Il Giudice Sportivo ha reso noti i provvedimenti disciplinari dopo la ventisettesima giornata di campionato
Il Giudice Sportivo ha emanato i provvedimenti disciplinari dopo la ventisettesima giornata di Serie A. Sono sei i calciatori squalificati, tutti per una giornata effettiva di gara, tra cui Wesley della Roma e Andrea Pinamonti del Sassuolo. Mister Gian Piero Gasperini dovrà rinunciare all’esterno brasiliano nella sfida esterna col Genoa, in programma domenica 8 marzo alle 18 al Ferraris, mentre Fabio Grosso non potrà contare sul suo attaccante titolare nella gara con la Lazio fissata per lunedì 9 marzo alle 20.45 all’Olimpico.
CALCIATORI ESPULSI
SQUALIFICA PER UNA GIORNATA EFFETTIVA DI GARA
PINAMONTI Andrea (Sassuolo): per essersi reso responsabile di un fallo grave di giuoco.
CALCIATORI NON ESPULSI
SQUALIFICA PER UNA GIORNATA EFFETTIVA DI GARA
FREULER Remo (Bologna): per comportamento scorretto nei confronti di un avversario; già diffidato (Quinta sanzione).
PARISI Fabiano (Fiorentina): per comportamento non regolamentare in campo; già diffidato (Quinta sanzione).
TERRACCIANO Filippo (Cremonese): per comportamento scorretto nei confronti di un avversario; già diffidato (Quinta sanzione).
VALENTI Lautaro Rodrigo (Parma): per proteste nei confronti degli ufficiali di gara; già diffidato (Quinta sanzione).
VINÍCIUS FRANÇA LIMA Wesley (Roma): per comportamento scorretto nei confronti di un avversario; già diffidato (Quinta sanzione).

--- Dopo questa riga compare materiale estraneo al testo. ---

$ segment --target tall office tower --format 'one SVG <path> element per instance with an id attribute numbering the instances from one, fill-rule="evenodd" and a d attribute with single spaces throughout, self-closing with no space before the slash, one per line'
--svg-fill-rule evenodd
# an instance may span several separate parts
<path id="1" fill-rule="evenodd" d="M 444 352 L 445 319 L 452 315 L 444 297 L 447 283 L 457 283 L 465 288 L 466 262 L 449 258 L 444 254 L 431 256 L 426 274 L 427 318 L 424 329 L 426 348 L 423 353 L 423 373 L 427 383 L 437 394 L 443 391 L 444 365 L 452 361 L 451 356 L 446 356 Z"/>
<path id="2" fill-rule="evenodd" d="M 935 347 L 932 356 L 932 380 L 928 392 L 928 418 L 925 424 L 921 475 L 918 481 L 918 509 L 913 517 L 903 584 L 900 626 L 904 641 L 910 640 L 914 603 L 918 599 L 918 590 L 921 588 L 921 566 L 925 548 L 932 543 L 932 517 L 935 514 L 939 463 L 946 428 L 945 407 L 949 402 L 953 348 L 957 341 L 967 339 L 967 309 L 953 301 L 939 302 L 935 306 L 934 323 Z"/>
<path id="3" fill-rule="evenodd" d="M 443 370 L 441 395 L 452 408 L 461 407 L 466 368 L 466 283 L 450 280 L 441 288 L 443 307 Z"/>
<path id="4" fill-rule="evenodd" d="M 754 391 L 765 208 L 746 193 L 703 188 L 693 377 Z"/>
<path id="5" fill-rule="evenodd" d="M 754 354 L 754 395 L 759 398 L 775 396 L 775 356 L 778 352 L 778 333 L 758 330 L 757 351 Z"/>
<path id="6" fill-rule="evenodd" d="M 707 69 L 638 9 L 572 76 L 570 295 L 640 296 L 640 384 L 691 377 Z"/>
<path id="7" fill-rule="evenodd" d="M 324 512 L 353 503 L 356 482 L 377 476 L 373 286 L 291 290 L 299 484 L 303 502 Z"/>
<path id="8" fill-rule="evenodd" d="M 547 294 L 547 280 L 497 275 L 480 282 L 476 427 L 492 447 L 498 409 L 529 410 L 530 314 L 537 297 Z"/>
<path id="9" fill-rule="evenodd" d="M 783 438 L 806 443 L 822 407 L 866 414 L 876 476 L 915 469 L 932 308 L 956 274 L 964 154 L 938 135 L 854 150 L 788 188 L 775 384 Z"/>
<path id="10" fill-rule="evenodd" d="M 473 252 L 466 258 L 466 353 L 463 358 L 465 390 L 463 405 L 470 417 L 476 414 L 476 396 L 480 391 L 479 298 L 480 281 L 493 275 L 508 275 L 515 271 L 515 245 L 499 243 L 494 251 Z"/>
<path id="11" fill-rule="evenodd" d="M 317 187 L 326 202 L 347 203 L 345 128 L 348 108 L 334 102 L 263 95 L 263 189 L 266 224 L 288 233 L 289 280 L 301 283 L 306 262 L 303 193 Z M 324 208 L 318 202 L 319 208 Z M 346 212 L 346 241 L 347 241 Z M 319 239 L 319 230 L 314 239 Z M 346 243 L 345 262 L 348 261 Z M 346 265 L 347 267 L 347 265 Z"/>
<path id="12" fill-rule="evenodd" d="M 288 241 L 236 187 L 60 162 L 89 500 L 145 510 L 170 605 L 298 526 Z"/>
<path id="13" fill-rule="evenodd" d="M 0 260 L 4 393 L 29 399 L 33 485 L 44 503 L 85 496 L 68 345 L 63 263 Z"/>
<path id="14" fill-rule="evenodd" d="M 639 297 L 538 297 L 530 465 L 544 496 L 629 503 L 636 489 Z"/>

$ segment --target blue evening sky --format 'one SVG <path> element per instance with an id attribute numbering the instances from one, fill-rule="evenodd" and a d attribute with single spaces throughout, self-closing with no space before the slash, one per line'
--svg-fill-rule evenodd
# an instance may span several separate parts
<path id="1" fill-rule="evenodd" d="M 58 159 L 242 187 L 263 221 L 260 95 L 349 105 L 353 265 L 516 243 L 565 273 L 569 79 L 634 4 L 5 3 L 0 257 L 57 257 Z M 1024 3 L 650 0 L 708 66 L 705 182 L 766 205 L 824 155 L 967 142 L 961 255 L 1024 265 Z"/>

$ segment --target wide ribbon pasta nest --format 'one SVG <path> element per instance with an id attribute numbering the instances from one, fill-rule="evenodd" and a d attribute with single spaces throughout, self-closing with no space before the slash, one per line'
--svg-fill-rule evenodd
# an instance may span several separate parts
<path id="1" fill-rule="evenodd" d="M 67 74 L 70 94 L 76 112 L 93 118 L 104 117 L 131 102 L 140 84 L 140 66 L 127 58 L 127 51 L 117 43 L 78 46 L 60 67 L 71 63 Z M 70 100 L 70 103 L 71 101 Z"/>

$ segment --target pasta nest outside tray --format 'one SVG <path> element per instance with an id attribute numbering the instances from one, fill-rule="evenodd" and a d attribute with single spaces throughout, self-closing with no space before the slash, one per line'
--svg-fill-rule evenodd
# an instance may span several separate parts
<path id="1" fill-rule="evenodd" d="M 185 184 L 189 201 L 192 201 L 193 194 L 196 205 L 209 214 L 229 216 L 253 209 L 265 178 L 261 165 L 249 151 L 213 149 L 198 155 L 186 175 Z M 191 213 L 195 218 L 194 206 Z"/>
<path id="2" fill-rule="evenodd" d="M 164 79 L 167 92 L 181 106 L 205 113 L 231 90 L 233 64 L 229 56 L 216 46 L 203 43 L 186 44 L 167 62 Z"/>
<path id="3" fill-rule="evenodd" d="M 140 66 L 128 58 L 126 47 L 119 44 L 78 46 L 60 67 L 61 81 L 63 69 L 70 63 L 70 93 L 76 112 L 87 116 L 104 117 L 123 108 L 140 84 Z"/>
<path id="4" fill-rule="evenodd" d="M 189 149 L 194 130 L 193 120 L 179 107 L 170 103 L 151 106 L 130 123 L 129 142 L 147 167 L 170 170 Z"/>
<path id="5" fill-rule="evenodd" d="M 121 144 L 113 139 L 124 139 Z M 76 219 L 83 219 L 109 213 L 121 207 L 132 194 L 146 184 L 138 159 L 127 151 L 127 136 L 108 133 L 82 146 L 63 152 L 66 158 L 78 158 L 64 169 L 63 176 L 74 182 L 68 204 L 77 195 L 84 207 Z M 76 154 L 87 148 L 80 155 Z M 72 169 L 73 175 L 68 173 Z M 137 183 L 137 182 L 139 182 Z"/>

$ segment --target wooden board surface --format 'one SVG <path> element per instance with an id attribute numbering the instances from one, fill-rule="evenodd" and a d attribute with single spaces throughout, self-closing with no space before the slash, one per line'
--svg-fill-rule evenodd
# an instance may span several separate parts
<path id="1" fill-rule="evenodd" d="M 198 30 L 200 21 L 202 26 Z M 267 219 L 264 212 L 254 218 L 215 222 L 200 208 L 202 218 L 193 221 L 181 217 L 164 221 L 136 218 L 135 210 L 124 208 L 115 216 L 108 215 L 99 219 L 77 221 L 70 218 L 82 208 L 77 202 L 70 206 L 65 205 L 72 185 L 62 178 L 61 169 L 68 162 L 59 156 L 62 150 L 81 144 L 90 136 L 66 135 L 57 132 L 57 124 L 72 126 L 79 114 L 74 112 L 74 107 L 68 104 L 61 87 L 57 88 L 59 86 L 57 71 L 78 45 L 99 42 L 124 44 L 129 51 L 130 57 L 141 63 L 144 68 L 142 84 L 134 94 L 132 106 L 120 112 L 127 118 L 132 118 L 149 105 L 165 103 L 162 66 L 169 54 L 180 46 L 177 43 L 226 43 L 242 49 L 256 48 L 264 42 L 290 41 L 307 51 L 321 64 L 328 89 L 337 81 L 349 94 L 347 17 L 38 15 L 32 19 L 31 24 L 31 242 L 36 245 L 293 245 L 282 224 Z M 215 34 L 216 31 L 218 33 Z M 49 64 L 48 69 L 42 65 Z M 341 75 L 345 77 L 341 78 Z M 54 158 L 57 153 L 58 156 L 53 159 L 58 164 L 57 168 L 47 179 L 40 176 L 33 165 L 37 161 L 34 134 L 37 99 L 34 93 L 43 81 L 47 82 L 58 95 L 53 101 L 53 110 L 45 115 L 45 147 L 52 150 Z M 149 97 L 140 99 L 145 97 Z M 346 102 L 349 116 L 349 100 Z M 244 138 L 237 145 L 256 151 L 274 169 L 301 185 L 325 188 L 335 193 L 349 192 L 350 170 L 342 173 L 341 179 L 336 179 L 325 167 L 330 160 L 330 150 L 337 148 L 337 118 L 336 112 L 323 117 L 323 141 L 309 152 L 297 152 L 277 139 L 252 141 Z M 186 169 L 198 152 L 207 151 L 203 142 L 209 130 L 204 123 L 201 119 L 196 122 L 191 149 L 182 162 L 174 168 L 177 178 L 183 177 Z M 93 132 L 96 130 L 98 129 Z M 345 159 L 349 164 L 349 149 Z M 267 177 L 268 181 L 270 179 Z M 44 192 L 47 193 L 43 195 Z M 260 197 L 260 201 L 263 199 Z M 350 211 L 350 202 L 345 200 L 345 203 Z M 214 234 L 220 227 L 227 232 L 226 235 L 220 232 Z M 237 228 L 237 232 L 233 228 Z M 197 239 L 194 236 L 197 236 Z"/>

Per quanto riguarda le società, invece, ammenda di 6.000 € alla Roma “per avere suoi sostenitori, al 57° del secondo tempo, rivolto un coro offensivo all’allenatore della squadra avversaria; per avere inoltre, al 40° del primo tempo, lanciato un fumogeno nel recinto di giuoco; sanzione attenuata ex art. 29, comma 1 lett. b) CGS”.
ALLENATORI ESPULSI
SQUALIFICA PER UNA GIORNATA EFFETTIVA DI GARA
FIRICANO Stefano (Bologna): per avere, al 38° del secondo tempo, alzandosi dalla panchina aggiuntiva, contestato platealmente una decisione arbitrale; infrazione rilevata dal Quarto Ufficiale.
MANCINI Emanuele (Genoa): per avere, al 42° del secondo tempo, alzandosi della panchina aggiuntiva, rivolto espressioni offensive ad un calciatore della squadra avversaria.